I use the lollipop drums so children can get into pairs and play the game together. You really need to think the pairs out carefully in advance and pair up high ability with low ability. It is frustrating for the high ability children but it’s a quickish way of getting most children to a roughly equal standard when learning to play rhythms. I would say that it is a 2/3 – 1/3 split in most classes when it comes to Y1 and playing basic rhythms. I also give a copy of the clock out as homework so parents can play with their children and conquer any potential beat/rhythm misunderstanding.
Currently, I have to supplement the lollipop drums with woodblocks as I don’t have enough lollipop drums but the children find blocks a bit more difficult to manipulate as they don’t always have a handle, and every now and then we end up with a “hammer incident” when a child has whacked their fingers with a woodblock stick and there is much wailing and gnashing of teeth. Also the hard wooden beaters can really knock out your ears with a high pitched click which is why I like the lollipop drums with the soft beaters. I hear enough high-pitched sounds daily, which means I am probably at least half way to tinnitus. I have completed the task with every child holding two claves each and that works fine but it can hurt your hands hitting them together all the time. When a class exits with red, sore hands it does not look very good, even if the children have smiles on their faces. Tambourines are a mistake as it is so much harder to hear the differences with all that shaking everywhere. I do use tambourines but later on when we have rhythms over the length of a crotchet.
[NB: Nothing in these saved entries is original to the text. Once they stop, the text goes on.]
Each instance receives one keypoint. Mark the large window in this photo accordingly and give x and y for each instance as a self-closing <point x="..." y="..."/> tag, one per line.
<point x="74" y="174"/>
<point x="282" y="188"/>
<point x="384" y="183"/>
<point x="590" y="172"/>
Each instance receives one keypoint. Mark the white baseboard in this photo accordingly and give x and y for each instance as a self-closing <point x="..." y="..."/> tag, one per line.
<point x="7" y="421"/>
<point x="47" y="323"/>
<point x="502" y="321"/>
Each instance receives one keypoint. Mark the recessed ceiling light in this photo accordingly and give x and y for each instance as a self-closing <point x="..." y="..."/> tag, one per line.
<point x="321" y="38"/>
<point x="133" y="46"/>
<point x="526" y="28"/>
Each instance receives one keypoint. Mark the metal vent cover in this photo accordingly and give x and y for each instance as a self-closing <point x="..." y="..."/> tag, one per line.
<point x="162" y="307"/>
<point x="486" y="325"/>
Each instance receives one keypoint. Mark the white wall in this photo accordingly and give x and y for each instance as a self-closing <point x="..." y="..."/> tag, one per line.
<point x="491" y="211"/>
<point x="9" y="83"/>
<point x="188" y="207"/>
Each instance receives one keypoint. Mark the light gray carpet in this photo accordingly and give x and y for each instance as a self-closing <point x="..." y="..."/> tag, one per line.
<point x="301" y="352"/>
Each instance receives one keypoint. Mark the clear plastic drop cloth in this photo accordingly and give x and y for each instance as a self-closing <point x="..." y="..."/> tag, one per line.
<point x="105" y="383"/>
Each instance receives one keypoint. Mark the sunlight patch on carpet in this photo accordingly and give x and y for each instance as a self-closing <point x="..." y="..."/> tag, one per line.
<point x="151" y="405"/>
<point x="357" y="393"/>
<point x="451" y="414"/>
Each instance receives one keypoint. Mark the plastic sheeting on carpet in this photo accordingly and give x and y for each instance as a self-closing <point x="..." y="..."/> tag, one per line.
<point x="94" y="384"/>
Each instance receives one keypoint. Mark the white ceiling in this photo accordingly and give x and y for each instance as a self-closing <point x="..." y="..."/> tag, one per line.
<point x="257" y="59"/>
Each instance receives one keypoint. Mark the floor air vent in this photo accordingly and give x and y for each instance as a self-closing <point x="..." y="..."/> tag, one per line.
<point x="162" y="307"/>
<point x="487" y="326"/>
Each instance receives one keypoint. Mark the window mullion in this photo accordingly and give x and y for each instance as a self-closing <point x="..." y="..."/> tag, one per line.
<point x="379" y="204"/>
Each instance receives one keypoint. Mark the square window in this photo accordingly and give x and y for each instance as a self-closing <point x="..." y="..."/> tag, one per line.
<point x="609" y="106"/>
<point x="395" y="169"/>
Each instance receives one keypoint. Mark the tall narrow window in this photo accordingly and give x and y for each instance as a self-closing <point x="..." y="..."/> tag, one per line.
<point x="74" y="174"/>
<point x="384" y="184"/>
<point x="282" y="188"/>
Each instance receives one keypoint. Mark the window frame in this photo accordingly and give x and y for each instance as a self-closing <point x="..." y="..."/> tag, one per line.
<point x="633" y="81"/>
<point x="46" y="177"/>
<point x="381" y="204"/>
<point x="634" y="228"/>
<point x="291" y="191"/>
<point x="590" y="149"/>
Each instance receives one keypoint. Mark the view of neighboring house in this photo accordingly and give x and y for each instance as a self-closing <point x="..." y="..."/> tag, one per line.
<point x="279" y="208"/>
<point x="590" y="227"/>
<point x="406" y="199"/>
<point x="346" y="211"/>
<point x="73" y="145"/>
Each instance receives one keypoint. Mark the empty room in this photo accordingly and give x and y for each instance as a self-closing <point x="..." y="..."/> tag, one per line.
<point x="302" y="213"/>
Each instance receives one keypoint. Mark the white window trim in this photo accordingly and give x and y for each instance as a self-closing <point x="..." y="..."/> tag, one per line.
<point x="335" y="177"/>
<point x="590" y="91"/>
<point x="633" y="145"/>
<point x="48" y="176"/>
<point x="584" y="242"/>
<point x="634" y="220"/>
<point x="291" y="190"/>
Year 1 is the right time to start as the children are beginning to learn about telling the time and clocks in general so there are some good cross-curricular links. Most children in Year 1 know there are 12 hours on a clock and know time goes round in a circle clockwise, but it is good to reinforce these concepts. I sometimes play the game where we play all the rhythms anti-clockwise so they understand the difference between these two terms. Maths teachers have never complained. I will do these rhythms for about three weeks before moving on. Most teachers then proceed to minims. I don’t, I go onto semi-quavers “caterpillar” first because we can use the same instruments and the same principles as “flies” and “spiders”. I have thought about telling them the proper names to the notes and I may change my approach in the future, but currently I save this terminology reveal towards the end of Year 2.